Wybory 2020. Rafał Trzaskowski: rząd oddał niecały procent obiecanych mieszkań
- PiS obiecał 100 tysięcy mieszkań. Wybudowano niecały tysiąc, z czego 228 powstało w Warszawie - mówił w Rzeszowie Rafał Trzaskowski. Kandydat PO na prezydenta zapowiedział, że po południu ujawni kolejny punkt programowy przed wyborami.
24.06.2020 | aktual.: 24.06.2020 09:47
- Samorząd współpracował z rządem przy budowie mieszkań. Do 2019 roku rządzący obiecali 100 tys. nowych lokali, powstał niecały procent. Dla porównania: w Warszawie oddaliśmy już 228 mieszkań, kolejne 460 oddamy do końca roku - zapowiadał w Rzeszowie kandydat PO na prezydenta. Według Rafała Trzaskowskiego jednym z najważniejszych problemów dla młodych Polaków jest zakup mieszkania.
- To ono jest warunkiem do rozwoju rodziny. Po południu ujawnię swój program dla młodych, on będzie dotyczył właśnie rozwiązania tego problemu. Moja propozycja będzie dotyczyła pozyskiwania kredytów, bo dla wielu ludzi to podstawowa ścieżka zakupu - tłumaczył podczas konferencji prasowej prezydent Warszawy. Przy okazji Trzaskowski skrytykował rząd za likwidację programów mieszkaniowych z czasów rządów PO-PSL.

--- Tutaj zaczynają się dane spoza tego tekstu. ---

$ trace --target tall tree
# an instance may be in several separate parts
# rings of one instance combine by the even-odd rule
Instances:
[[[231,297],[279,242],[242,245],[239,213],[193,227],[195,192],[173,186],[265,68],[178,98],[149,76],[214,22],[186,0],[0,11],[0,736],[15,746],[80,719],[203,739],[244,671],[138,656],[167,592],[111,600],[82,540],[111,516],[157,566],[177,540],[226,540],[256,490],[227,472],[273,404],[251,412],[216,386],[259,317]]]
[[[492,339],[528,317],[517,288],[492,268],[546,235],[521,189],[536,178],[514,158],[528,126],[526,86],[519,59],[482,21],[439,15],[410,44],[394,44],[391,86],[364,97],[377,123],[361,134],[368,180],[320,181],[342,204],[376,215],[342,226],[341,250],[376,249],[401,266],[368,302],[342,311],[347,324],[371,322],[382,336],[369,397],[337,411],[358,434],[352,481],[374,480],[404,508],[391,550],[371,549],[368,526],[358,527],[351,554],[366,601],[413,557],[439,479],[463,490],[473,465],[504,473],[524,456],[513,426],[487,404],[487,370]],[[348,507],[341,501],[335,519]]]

Wybory 2020. Rafał Trzaskowski: nie ma czegoś takiego jak "region PiS"
- My kilka lat temu wprowadziliśmy dobre rozwiązania dla tej grupy społecznej (Mieszkanie dla Młodych - red.), ale PiS postanowił wyrzucić go do kosza. Później zaproponowali Mieszkanie+, ale nie wywiązano się z obietnic. Później bardzo często przerzucono wiele obowiązków na samorządy - chociażby w przygotowaniu infrastruktury pod budowę - przekonywał Rafał Trzaskowski. - Nawet dane podawane przez rząd dotyczące oddawania nowych mieszkań nie są precyzyjne - wskazywał.
Podczas wizyty na Podkarpaciu kandydat PO na prezydenta zamierza spotkać się z mieszkańcami Rzeszowa oraz Dębicy. - Wiele osób zwraca uwagę, że to bastion PiS. Ostatnio byłem też na Podhalu - regionie kojarzonym z tym terminem. Ale dla mnie nie ma czegoś takiego jak "region PiS". Ludzie byli uśmiechnięci i nie widziałem tego podziału na różne Polski. Ludzie chcieli rozmawiać o swoich problemach, o których rząd nie chce rozmawiać: bezpieczeństwie, zdrowiu - dodał Rafał Trzaskowski.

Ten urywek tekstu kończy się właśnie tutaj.